Rebels who backed the EEA claimed it was the best way to stop Brexit damaging the British economy – even though it would stop us controlling our borders.
Labour's own amendment, which said the Government should seek full access to the EU's internal market, was voted down 322 to 240.
The EEA vote laid bare the massive Brexit divisions inside Labour – a day after the Tories' own divisions were exposed in the Commons and they came close to defeat.
Mr Corbyn insists Britain must quit the single market so we can bring an end to free movement, and MPs in Northern constituencies are worried Labour voters will ditch the party if it doesn't respect the referendum result.
But pro-EU backbenchers are intent on driving through the softest Brexit possible – even if that means accepting open borders in future.
Former Shadow Business Secretary Chuka Umunna defied a three-line whip and voted for the amendment.
He said today: "'Curbing Commonwealth immigration then and ending EU free movement now did and is not going to solve these problems and we know it.
"That is why I will be voting for my frontbench's amendment but also the Lords' amendment too."
Who are the Labour rebels who defied Jeremy Corbyn's orders?
74 MPs defied their boss and opted to keep Britain in the European Economic Area:
15 voted against the EEA amendment tonight – mostly from Leave areas:
And three Tories rebelled against Theresa May and backed the Lords EEA amendment – Ken Clarke, Dominic Grieve and Anna Soubry.
Former Shadow Northern Ireland Secretary Owen Smith, who was sacked for opposing Labour's Brexit stance, admitted he "remained an ardent Remainer" and he "would love this country to block, thwart, resist Brexit."
And he told MPs today: "The EEA is a realistic treaty which would allow us a safe port in this Brexit storm – it would be a lifeboat for this country."

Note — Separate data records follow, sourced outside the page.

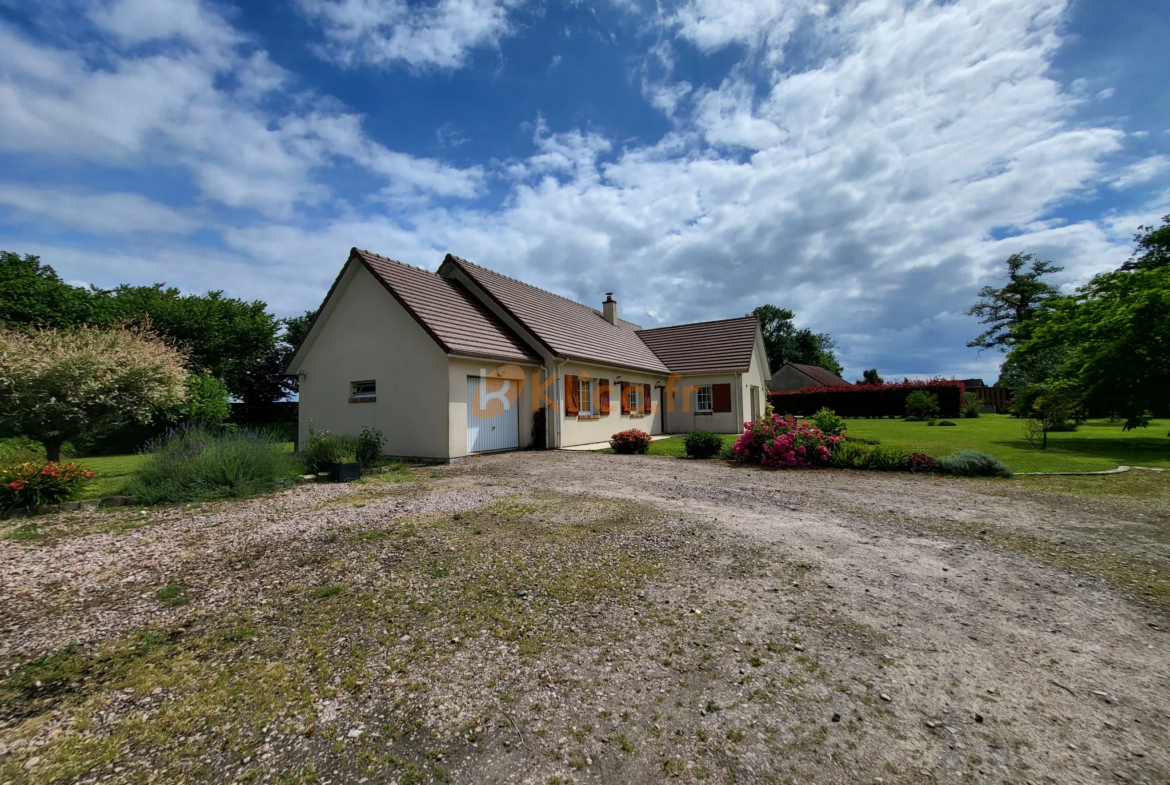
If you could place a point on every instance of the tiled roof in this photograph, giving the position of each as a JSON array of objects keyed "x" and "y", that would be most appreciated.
[
  {"x": 702, "y": 346},
  {"x": 566, "y": 328},
  {"x": 820, "y": 376},
  {"x": 459, "y": 322}
]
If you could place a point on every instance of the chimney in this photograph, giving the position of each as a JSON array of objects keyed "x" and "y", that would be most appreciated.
[{"x": 610, "y": 308}]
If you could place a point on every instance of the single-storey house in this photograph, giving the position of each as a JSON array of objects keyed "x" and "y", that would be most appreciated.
[
  {"x": 467, "y": 360},
  {"x": 796, "y": 376}
]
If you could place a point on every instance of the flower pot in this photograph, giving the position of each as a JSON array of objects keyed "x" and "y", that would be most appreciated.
[{"x": 346, "y": 472}]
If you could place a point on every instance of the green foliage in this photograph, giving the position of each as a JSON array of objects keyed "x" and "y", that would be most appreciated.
[
  {"x": 787, "y": 344},
  {"x": 1007, "y": 311},
  {"x": 702, "y": 445},
  {"x": 921, "y": 405},
  {"x": 324, "y": 448},
  {"x": 33, "y": 295},
  {"x": 1151, "y": 248},
  {"x": 1116, "y": 334},
  {"x": 971, "y": 463},
  {"x": 971, "y": 405},
  {"x": 201, "y": 463},
  {"x": 56, "y": 386},
  {"x": 828, "y": 422}
]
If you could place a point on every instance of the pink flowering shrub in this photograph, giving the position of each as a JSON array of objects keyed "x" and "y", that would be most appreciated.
[{"x": 778, "y": 445}]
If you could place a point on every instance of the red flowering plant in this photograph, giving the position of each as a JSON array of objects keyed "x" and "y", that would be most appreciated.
[
  {"x": 631, "y": 442},
  {"x": 34, "y": 484},
  {"x": 779, "y": 445}
]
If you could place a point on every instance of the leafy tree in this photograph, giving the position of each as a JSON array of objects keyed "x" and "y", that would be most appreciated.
[
  {"x": 1153, "y": 250},
  {"x": 59, "y": 385},
  {"x": 229, "y": 338},
  {"x": 787, "y": 344},
  {"x": 1116, "y": 334},
  {"x": 1009, "y": 310},
  {"x": 33, "y": 295}
]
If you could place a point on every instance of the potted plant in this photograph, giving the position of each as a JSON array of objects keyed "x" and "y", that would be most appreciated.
[{"x": 346, "y": 468}]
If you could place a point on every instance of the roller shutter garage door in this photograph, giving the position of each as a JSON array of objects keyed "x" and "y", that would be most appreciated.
[{"x": 493, "y": 414}]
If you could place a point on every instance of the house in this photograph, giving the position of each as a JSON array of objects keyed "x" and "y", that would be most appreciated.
[
  {"x": 467, "y": 360},
  {"x": 796, "y": 376}
]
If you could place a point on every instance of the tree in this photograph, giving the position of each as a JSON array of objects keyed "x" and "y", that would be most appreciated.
[
  {"x": 1116, "y": 334},
  {"x": 33, "y": 295},
  {"x": 229, "y": 338},
  {"x": 59, "y": 385},
  {"x": 787, "y": 344},
  {"x": 1153, "y": 248},
  {"x": 1009, "y": 310}
]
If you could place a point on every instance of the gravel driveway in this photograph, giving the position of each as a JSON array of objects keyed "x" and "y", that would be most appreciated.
[{"x": 568, "y": 617}]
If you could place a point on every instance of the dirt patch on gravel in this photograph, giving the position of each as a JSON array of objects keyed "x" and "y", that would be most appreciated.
[{"x": 553, "y": 618}]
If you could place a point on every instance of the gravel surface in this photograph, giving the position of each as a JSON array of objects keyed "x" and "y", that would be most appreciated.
[{"x": 568, "y": 617}]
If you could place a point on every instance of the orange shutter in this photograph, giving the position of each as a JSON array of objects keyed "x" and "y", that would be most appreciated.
[
  {"x": 572, "y": 396},
  {"x": 721, "y": 398}
]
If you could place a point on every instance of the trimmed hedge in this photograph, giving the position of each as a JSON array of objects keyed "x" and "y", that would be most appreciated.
[{"x": 871, "y": 400}]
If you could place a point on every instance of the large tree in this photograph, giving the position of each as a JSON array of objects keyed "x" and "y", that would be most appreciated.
[
  {"x": 1153, "y": 247},
  {"x": 33, "y": 295},
  {"x": 1009, "y": 310},
  {"x": 57, "y": 385},
  {"x": 787, "y": 344}
]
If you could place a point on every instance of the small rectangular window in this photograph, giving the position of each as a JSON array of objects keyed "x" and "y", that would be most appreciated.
[
  {"x": 703, "y": 399},
  {"x": 363, "y": 390}
]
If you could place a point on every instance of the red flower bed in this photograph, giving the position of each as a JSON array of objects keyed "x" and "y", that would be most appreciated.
[
  {"x": 631, "y": 442},
  {"x": 33, "y": 484},
  {"x": 778, "y": 445},
  {"x": 871, "y": 400}
]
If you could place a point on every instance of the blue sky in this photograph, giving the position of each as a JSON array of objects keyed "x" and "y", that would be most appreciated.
[{"x": 866, "y": 163}]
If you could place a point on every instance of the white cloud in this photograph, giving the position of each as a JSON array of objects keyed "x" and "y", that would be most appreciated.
[
  {"x": 204, "y": 108},
  {"x": 97, "y": 213},
  {"x": 438, "y": 34},
  {"x": 1143, "y": 171}
]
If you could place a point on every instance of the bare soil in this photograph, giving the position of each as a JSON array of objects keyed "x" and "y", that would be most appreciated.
[{"x": 568, "y": 617}]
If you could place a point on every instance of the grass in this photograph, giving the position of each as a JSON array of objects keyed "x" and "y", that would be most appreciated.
[{"x": 1096, "y": 446}]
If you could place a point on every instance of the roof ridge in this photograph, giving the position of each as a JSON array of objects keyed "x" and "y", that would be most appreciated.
[
  {"x": 525, "y": 283},
  {"x": 387, "y": 259},
  {"x": 688, "y": 324}
]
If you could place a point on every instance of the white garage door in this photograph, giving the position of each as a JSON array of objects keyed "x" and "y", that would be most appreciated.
[{"x": 493, "y": 414}]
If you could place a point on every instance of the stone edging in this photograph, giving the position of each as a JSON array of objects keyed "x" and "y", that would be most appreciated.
[{"x": 1120, "y": 469}]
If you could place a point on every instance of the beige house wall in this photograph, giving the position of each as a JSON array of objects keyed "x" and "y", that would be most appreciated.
[
  {"x": 459, "y": 370},
  {"x": 575, "y": 431},
  {"x": 365, "y": 334}
]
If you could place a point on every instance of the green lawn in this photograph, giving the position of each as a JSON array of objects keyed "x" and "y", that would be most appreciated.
[{"x": 1095, "y": 446}]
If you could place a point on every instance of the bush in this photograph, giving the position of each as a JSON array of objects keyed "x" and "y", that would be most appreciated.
[
  {"x": 631, "y": 442},
  {"x": 972, "y": 463},
  {"x": 702, "y": 443},
  {"x": 199, "y": 463},
  {"x": 971, "y": 405},
  {"x": 38, "y": 482},
  {"x": 872, "y": 400},
  {"x": 921, "y": 405},
  {"x": 828, "y": 422},
  {"x": 920, "y": 463}
]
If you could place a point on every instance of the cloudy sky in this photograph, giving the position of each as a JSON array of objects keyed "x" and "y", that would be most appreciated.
[{"x": 866, "y": 163}]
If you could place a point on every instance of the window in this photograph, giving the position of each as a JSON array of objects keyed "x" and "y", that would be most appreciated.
[
  {"x": 703, "y": 399},
  {"x": 363, "y": 391},
  {"x": 586, "y": 399},
  {"x": 634, "y": 399}
]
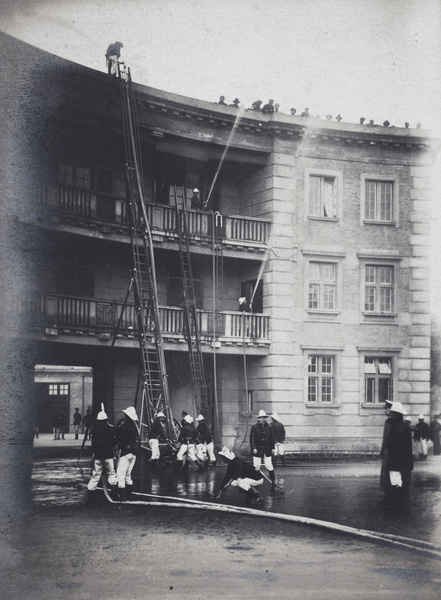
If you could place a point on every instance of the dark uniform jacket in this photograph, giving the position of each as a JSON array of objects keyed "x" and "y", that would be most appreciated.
[
  {"x": 204, "y": 433},
  {"x": 262, "y": 439},
  {"x": 399, "y": 447},
  {"x": 158, "y": 431},
  {"x": 188, "y": 434},
  {"x": 103, "y": 440},
  {"x": 238, "y": 468},
  {"x": 127, "y": 437},
  {"x": 279, "y": 431}
]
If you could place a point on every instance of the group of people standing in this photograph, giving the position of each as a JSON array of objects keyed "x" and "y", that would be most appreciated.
[
  {"x": 266, "y": 442},
  {"x": 400, "y": 442},
  {"x": 107, "y": 441}
]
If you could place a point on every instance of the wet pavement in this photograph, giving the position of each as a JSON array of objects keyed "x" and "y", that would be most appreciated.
[
  {"x": 76, "y": 551},
  {"x": 345, "y": 493}
]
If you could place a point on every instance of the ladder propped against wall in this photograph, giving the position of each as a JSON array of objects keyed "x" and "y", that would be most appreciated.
[
  {"x": 155, "y": 393},
  {"x": 192, "y": 329}
]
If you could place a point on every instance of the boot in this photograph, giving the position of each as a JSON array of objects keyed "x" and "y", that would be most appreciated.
[
  {"x": 253, "y": 496},
  {"x": 91, "y": 497},
  {"x": 113, "y": 491},
  {"x": 273, "y": 479}
]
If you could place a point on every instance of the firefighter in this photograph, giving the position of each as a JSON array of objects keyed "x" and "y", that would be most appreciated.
[
  {"x": 103, "y": 442},
  {"x": 240, "y": 474},
  {"x": 127, "y": 436}
]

But his Labour colleague Caroline Flint argued that "there has to be an end to freedom of movement" which we would not get with the EEA, and continuents in Leave-backing areas were insulted by some of the comments being made in the Commons.
She told MPs: "The central choice for Parliament is whenever we accept the outcome of the referendum or do we seek to subvert that process?"

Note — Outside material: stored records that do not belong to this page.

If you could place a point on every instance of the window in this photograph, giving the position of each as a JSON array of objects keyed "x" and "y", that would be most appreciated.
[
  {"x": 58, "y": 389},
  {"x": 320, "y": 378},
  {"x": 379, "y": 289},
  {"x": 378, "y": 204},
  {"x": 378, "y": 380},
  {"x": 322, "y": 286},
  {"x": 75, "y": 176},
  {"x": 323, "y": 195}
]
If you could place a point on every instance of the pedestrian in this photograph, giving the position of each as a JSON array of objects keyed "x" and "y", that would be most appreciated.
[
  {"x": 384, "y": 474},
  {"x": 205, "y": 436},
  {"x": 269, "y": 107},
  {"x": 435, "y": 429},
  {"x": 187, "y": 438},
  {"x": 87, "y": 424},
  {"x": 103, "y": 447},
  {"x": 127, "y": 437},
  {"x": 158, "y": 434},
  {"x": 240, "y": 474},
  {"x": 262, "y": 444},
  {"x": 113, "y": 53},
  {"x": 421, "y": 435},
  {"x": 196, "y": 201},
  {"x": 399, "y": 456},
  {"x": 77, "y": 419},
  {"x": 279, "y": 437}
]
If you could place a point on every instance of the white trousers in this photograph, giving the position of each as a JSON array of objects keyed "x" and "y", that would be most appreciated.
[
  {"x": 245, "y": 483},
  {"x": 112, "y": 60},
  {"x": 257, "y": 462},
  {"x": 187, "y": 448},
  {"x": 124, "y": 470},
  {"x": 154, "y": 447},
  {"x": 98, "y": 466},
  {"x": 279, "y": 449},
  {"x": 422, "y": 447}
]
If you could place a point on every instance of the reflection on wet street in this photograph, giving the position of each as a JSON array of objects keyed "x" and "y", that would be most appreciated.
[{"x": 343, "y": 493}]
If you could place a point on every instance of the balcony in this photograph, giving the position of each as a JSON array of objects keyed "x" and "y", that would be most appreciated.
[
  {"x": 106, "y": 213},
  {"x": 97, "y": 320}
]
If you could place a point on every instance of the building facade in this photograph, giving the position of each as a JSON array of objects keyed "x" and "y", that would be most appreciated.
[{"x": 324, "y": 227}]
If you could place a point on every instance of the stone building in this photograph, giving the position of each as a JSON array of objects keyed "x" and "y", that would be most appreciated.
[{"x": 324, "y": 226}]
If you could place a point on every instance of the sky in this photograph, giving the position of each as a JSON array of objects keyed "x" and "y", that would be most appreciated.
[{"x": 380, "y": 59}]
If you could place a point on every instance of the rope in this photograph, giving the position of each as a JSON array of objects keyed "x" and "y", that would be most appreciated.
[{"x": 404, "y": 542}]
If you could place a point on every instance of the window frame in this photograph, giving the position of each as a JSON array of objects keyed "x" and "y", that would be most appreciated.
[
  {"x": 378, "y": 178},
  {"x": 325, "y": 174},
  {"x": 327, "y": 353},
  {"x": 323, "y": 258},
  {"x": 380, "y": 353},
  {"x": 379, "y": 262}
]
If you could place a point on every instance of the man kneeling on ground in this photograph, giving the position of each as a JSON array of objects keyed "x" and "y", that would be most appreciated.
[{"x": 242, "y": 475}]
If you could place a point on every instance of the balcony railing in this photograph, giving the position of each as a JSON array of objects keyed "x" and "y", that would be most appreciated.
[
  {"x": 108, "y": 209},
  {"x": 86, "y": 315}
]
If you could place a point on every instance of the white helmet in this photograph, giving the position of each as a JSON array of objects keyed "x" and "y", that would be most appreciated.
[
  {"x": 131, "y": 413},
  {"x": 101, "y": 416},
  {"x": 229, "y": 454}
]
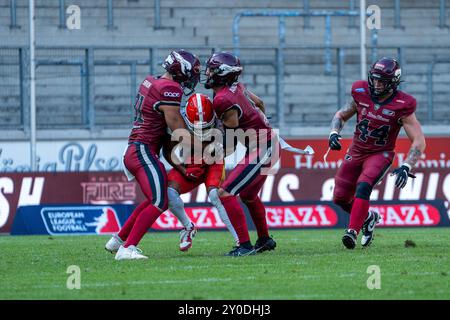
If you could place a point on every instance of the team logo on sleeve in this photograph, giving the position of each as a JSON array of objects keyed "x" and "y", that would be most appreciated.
[{"x": 171, "y": 94}]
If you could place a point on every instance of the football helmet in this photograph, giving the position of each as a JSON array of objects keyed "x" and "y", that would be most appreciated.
[
  {"x": 388, "y": 71},
  {"x": 200, "y": 116},
  {"x": 184, "y": 68},
  {"x": 222, "y": 68}
]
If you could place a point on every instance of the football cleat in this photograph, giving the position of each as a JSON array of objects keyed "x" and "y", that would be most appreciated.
[
  {"x": 265, "y": 244},
  {"x": 129, "y": 253},
  {"x": 114, "y": 244},
  {"x": 186, "y": 237},
  {"x": 369, "y": 227},
  {"x": 241, "y": 252},
  {"x": 349, "y": 238}
]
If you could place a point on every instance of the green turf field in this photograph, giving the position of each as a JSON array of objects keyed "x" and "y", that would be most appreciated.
[{"x": 307, "y": 264}]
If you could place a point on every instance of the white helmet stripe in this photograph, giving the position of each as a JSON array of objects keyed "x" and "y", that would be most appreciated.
[
  {"x": 200, "y": 108},
  {"x": 185, "y": 65}
]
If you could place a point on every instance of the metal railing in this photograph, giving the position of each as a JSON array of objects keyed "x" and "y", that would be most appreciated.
[
  {"x": 157, "y": 10},
  {"x": 282, "y": 28},
  {"x": 62, "y": 14},
  {"x": 154, "y": 56}
]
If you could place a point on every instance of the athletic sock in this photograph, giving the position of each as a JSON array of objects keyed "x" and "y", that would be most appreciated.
[
  {"x": 237, "y": 217},
  {"x": 358, "y": 214},
  {"x": 246, "y": 245},
  {"x": 176, "y": 206},
  {"x": 258, "y": 214},
  {"x": 126, "y": 229},
  {"x": 143, "y": 222},
  {"x": 347, "y": 207}
]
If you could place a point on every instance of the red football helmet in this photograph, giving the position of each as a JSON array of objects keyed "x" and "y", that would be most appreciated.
[
  {"x": 388, "y": 72},
  {"x": 200, "y": 116},
  {"x": 184, "y": 68},
  {"x": 222, "y": 68}
]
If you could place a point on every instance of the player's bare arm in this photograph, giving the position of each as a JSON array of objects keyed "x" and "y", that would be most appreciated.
[
  {"x": 343, "y": 115},
  {"x": 256, "y": 100},
  {"x": 415, "y": 134},
  {"x": 339, "y": 119},
  {"x": 173, "y": 117}
]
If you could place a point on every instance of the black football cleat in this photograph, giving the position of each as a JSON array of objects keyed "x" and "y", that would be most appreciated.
[
  {"x": 349, "y": 238},
  {"x": 265, "y": 244},
  {"x": 241, "y": 252},
  {"x": 369, "y": 227}
]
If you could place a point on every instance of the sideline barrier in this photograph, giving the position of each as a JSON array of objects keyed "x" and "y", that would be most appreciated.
[{"x": 107, "y": 219}]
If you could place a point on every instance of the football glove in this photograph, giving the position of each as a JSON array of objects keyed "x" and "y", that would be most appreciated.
[
  {"x": 402, "y": 176},
  {"x": 333, "y": 141},
  {"x": 194, "y": 172}
]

Shadow Chancellor John McDonnell today admitted Labour is "walking a tightrope" on Brexit, adding: "We campaigned for Remain but many of our MPs, including myself, now represent seats which voted heavily Leave."

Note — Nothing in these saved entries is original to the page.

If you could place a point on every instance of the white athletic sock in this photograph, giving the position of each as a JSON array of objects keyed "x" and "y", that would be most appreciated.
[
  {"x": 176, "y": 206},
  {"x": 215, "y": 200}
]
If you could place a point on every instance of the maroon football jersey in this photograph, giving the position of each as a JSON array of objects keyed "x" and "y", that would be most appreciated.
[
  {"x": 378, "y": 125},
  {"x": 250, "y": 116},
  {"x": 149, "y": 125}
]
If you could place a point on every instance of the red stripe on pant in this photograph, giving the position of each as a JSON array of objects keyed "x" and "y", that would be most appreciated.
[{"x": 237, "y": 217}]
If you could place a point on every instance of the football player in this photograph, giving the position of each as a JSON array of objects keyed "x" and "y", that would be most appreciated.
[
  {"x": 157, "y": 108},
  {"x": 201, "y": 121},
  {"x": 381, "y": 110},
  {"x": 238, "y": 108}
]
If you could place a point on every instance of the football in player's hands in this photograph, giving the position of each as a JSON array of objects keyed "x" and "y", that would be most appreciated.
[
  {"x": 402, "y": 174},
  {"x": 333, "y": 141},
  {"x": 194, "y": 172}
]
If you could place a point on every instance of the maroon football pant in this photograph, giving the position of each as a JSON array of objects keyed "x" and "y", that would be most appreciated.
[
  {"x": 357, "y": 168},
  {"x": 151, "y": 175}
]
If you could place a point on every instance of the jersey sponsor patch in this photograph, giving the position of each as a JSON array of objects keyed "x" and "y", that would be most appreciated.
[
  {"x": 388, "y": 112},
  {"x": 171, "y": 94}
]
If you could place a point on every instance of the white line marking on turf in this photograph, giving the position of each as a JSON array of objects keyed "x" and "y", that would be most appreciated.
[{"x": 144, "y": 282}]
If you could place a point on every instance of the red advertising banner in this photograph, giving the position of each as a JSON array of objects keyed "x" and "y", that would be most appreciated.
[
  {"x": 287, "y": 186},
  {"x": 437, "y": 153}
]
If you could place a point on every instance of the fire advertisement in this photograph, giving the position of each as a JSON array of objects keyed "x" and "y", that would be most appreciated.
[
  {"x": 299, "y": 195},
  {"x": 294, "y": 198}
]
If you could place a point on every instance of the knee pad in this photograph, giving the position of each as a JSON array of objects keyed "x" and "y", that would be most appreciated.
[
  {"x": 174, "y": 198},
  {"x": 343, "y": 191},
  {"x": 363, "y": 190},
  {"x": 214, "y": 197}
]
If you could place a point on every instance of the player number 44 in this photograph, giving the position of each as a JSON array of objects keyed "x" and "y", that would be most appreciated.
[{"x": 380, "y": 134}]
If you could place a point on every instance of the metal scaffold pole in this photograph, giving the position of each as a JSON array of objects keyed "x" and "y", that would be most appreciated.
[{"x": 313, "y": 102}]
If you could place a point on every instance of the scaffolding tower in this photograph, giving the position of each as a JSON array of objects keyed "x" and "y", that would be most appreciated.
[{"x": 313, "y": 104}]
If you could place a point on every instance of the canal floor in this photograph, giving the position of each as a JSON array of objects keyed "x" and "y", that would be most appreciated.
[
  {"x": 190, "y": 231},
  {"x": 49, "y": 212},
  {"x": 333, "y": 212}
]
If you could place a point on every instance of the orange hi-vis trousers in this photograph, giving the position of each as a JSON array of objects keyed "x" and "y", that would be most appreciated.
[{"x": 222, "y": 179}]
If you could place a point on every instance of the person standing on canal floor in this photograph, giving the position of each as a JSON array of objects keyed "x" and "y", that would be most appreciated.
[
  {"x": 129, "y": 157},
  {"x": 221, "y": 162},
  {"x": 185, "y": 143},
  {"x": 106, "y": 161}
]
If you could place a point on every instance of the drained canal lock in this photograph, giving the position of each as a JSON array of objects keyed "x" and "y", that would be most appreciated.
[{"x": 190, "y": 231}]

MPs also rejected changes put in by the Lords on keeping the charter of fundamental rights out of the Bill.
Today also saw MPs reject a Lords amendment 326 – 296 which aimed to keep Britain in a customs union with the EU.
Before the vote Theresa May cut a deal with pro-EU Tories and convinced most of them not to support that motion – removing one potential headache for the PM.
Supporting the customs union motion, Tory MP Heidi Allen said it was the only way to avoid a hard border in Northern Ireland.
And arch-rebel Dominic Grieve added: "Not only will we have to stay in a form of customs arrangement amounting to a union, but we're also going to have to have a high level of regulatory alignment because otherwise the life that takes place along the border will be impossible because of different regulations on either side."
Yesterday saw Mrs May narrowly avoid defeat on another amendment, which would have handed power over the Brexit negotiations to Parliament instead of ministers.